Leonard Bernstein’s Chichester Psalms—six Hebrew Psalms set for chorus and boy soprano—is one of his most beloved works, but choreography does it no favors. Plaintive and ardent, hovering at the brink of sentimentality, this is music that has to stand alone: Dancing just brings out the corn. Or so it appears after a look at Peter Martins’s new Chichester Psalms, one of two pieces he has created this spring for the Balanchine centennial at the New York City Ballet. His choreography is so very plaintive and so very ardent that the music can’t compete: It actually seems to curdle while we’re listening.

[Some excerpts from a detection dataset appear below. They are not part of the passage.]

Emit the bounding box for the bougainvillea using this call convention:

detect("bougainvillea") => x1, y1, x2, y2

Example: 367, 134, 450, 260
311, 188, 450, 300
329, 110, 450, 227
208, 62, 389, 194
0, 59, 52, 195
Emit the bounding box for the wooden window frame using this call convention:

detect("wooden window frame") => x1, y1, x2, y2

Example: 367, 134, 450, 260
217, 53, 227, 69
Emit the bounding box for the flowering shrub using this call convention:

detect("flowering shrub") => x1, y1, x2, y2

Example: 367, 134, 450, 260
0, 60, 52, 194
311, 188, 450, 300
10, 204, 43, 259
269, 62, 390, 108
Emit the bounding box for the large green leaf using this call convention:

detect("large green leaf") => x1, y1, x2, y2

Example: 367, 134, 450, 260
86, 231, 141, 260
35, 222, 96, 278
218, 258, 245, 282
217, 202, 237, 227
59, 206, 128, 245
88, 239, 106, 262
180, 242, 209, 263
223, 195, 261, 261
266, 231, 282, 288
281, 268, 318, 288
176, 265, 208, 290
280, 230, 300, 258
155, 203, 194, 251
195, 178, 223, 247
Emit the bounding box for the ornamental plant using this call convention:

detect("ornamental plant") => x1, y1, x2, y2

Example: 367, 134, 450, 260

This is no fault of the Juilliard Choral Union and soloist Jason Goldberg, who do full honors to the score. In fact, Martins displays the singers as a kind of living altarpiece; they stand on risers framing the performing space, garbed in monklike robes. The dancers are also dressed for piety: the women in flowing white gowns, the men in flowing black skirts. Mostly they dip and swing and bow in sculptural formations. For “Why Do the Nations Rage … ,” the men leap demonically to center stage and squabble furiously until the women fly in to restore peace. Little else that’s notable occurs, though from time to time a slow, careful duet by Dena Abergel and Henry Seth breaks out and the other dancers watch, occasionally dropping to their knees. What with the pseudoclassical drapery, the reverent lilting and posing, and the big music, Martins could have been channeling Isadora Duncan.

His second premiere was far more absorbing; and though it wasn’t a hefty, faith-based initiative like the first, it had all the spiritual integrity missing from the grander ballet. Set to Eros Piano, a spare but intense concerto by John Adams (the soloist was Richard Moredock), this meditative trio, performed by Nikolaj Hübbe, Alexandra Ansanelli, and Ashley Laracey, has an aura of genuine purity about it. The lines of the choreography are clear and clean, and a sense of quiet searching marks Hübbe’s partnering of each woman in turn. These aren’t combative duets, like the raging-insect bouts that Martins often creates. They’re more like conversations, and the generous space between the partners allows each one to move with dignity and self-possession. It’s another perspective on intimacy entirely. The performances are stellar, and Hübbe’s in particular is so musical it’s as if he has the score written right on his body.